Così, mentre lui passava due anni senza uscire di casa, giocando con la figlia e facendo da consulente all’agenzia di sicurezza privata in cui lavorano Luis (Michael Peña) e i suoi ex-compagni di galera – opportunamente denominata X-Con, che suona come ex-con, ovvero ex-detenuti – Hank e Hope si sono dati da fare, nonostante siano tuttora ricercati dall’FBI in quanto complici indiretti e involontari delle attività di Ant-Man come supereroe ribelle. Hanno perfezionato la tecnica di miniaturizzazione-sminiaturizzazione, applicandola ad autoveicoli e persino a un intero edificio, e progettato un portale per viaggiare nell’universo quantico. Hope (che nel frattempo si è fatta crescere i capelli, abbandonando il rigido caschetto del primo film, meno pratico per indossare l’elmetto) ha ormai ereditato il ruolo di Wasp, cosa che le torna utile quando deve trattare con loschi figuri per procurarsi i componenti che occorrono per completare il progetto.
Per consentire a Hank di giungere all’obiettivo finale – la ricerca di Janet – Scott e Hope devono ora riunire le forze per fronteggiare il subdolo mercante tecnologico Sonny Burch (Walton Goggins); scontrarsi con un misterioso rivale denominato Ghost (Hannah John-Kamen) che si interessa alla stessa tecnologia; discutere con un astioso collega del dottor Pym, Bill Foster (Laurence Fishburne); e sfuggire all’agente FBI Jimmy Woo (Randall Park). Mentre il film si addentra sempre di più nella sua dimensione fantastica, non mancano il cameo del creatore della Marvel, Stan Lee, e, dato che siamo a San Francisco, una variante inedita del classico inseguimento tra auto sulle strade collinari.

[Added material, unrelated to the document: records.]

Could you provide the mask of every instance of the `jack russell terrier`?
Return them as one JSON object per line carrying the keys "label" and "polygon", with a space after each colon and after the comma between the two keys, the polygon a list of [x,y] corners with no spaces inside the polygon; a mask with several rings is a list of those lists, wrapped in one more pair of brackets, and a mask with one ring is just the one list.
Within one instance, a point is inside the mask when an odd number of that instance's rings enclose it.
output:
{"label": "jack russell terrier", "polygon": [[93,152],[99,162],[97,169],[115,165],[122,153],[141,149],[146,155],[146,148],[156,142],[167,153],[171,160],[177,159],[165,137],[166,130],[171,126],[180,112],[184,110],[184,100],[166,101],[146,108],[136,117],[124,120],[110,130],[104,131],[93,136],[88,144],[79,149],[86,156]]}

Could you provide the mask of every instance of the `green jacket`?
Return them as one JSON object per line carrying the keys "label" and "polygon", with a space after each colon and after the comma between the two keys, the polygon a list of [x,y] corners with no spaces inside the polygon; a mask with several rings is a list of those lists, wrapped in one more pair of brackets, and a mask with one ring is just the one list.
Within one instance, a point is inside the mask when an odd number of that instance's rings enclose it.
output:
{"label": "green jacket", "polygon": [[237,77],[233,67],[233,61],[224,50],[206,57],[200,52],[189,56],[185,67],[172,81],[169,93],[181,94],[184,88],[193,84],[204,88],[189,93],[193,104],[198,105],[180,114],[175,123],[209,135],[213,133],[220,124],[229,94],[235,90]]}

Il film, che rappresenta il ventesimo episodio della saga cominciata nel 2008 con Iron Man, è una piacevole mescolanza di poliziesco, azione, commedia (con le consuete gag del gruppo di ex-galeotti) e teorie (fanta)scientifiche portate a un’efficace rappresentazione visiva. È consigliabile avere visto ameno il precedente Ant-Man per apprezzare molti degli aspetti che qui vengono ormai dati per acquisiti. I doverosi collegamenti con la continuity dell’intera saga sono riservati invece alle sequenze inserite nei titoli di coda, che ancora molti spettatori si perdono nella frenesia di correre all’uscita come se la sala andasse a fuoco; e sì che sono una consuetudine da almeno quindici anni, in questo genere di film!